Both Koreas conduct such drills routinely, but they can be sensitive because North Korea does not acknowledge the UN-drawn sea boundary near South Korean islands and the North Korean mainland in the Yellow Sea.
Last month, South Korea fired artillery shells into the North's waters after North Korean shells from a live-fire drill landed south of the boundary. After South Korean drills in 2010, Pyongyang shelled a South Korean island, killing four people.
Today the North tested 50 rounds of artillery shells over 10 minutes, South Korean Defence Ministry spokesperson Kim Min-seok told reporters.
On the frontline Yeonpyeong Island, motel owner Kim Oh-mok said she went to a shelter with other residents after hearing a broadcast telling her to do so, but she did not hear the sound of artillery fire.
Ongjin county official Hwang Young-mi said island residents were later told they could return home.
Analysts have said Pyongyang's announcements about such drills are driven by frustration that the country has achieved little in a recent push to win outside aid.
The sea boundary was drawn without Pyongyang's consent at the close of the 1950-53 Korean War, which ended with a truce, not a peace treaty, leaving the peninsula still technically in a state of war. North Korea argues the line should run further south.

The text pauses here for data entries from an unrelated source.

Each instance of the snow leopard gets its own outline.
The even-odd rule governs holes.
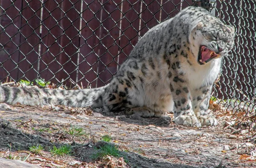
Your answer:
[[[166,117],[198,128],[216,125],[208,113],[222,60],[234,45],[235,28],[190,6],[146,32],[110,83],[79,90],[0,86],[0,103],[102,108],[140,117]]]

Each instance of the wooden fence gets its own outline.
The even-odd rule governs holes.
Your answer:
[[[41,77],[69,85],[71,80],[93,87],[109,82],[150,28],[193,3],[191,0],[12,1],[0,0],[0,80]],[[255,93],[255,5],[254,1],[217,1],[216,15],[236,26],[239,40],[225,60],[221,89],[216,88],[221,96],[228,97],[237,88]]]

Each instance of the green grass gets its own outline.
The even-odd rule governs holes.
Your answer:
[[[35,154],[40,154],[41,151],[44,150],[44,148],[41,145],[38,145],[38,144],[36,146],[29,146],[29,148],[31,153]]]
[[[87,137],[88,136],[88,134],[85,132],[82,128],[77,127],[76,126],[71,125],[67,133],[73,136],[86,135]]]
[[[24,84],[27,86],[32,86],[34,84],[33,82],[30,82],[29,81],[28,81],[27,80],[20,80],[20,82],[19,82],[19,83],[20,84]]]
[[[102,140],[106,142],[110,142],[112,140],[112,137],[110,135],[103,135],[102,137]]]
[[[32,129],[33,130],[35,131],[37,131],[39,132],[47,132],[49,133],[52,133],[52,131],[51,130],[50,130],[50,128],[40,128],[40,129],[36,129],[35,128],[34,128],[34,129]]]
[[[94,160],[96,160],[107,156],[112,156],[116,157],[123,157],[117,147],[107,145],[101,147],[96,153],[93,154],[92,158]]]
[[[52,155],[64,156],[70,155],[71,149],[70,146],[67,145],[61,146],[59,148],[53,146],[52,149],[50,149],[50,152]]]
[[[215,97],[214,96],[211,96],[211,98],[210,98],[210,100],[211,100],[213,101],[213,102],[215,102],[216,101],[217,101],[217,98]]]
[[[47,85],[49,85],[50,83],[51,83],[51,82],[49,81],[46,82],[44,81],[44,79],[40,79],[39,80],[35,80],[35,82],[39,86],[44,88],[47,86]]]

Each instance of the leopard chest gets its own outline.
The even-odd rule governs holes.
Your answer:
[[[189,88],[198,88],[212,85],[221,71],[221,59],[216,59],[204,65],[186,65],[181,71],[185,74]]]

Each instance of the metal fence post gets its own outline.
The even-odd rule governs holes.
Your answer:
[[[205,8],[210,11],[213,16],[215,16],[216,0],[193,0],[195,5]]]

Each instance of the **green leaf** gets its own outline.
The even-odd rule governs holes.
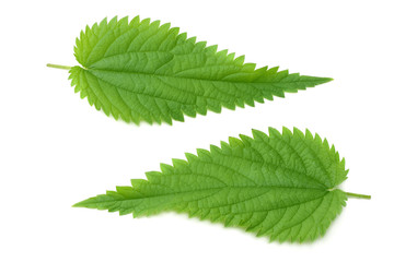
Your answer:
[[[136,123],[172,123],[184,121],[184,115],[254,106],[332,80],[278,68],[255,70],[244,56],[217,51],[177,27],[139,16],[86,26],[74,55],[82,66],[70,68],[76,93],[97,110]]]
[[[135,217],[175,211],[271,240],[304,242],[326,233],[347,196],[370,199],[337,189],[348,172],[345,160],[317,134],[283,128],[240,138],[162,164],[147,180],[132,179],[132,187],[74,206]]]

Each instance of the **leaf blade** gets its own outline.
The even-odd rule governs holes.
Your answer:
[[[74,206],[136,217],[175,211],[270,240],[313,241],[346,205],[347,194],[335,188],[347,170],[326,140],[311,135],[298,129],[269,129],[268,135],[254,130],[253,138],[197,150],[197,155],[186,154],[187,160],[147,172],[147,180],[132,179],[132,187]]]
[[[115,17],[86,26],[77,39],[74,55],[81,70],[92,78],[79,82],[78,88],[111,94],[101,99],[94,92],[83,96],[106,115],[136,123],[171,124],[173,120],[184,121],[185,115],[254,106],[255,102],[332,80],[289,74],[278,68],[255,70],[255,64],[243,62],[243,56],[218,52],[217,46],[196,43],[195,37],[178,34],[170,24],[140,21],[138,16],[130,23]]]

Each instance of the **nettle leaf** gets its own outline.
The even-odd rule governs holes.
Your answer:
[[[347,178],[345,160],[317,134],[283,128],[240,138],[74,206],[135,217],[175,211],[270,240],[304,242],[326,233],[348,196],[371,198],[337,189]]]
[[[70,69],[76,93],[97,110],[136,123],[172,123],[184,121],[184,115],[254,106],[332,80],[255,69],[244,56],[217,51],[177,27],[139,16],[86,26],[74,55],[82,67],[48,66]]]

A year after threatening each other with war, the Koreas had restored some trust and held reunions earlier this year of families divided by the war, but ties have since steadily soured. Pyongyang this week compared South Korean president Park Geun-hye to a "despicable prostitute".
North Korea test-fired two medium-range ballistic missiles in March and held a series of shorter-range rocket launches to protest against annual military drills by the US and South Korea. South Korean officials also think the North could be preparing for its fourth nuclear test.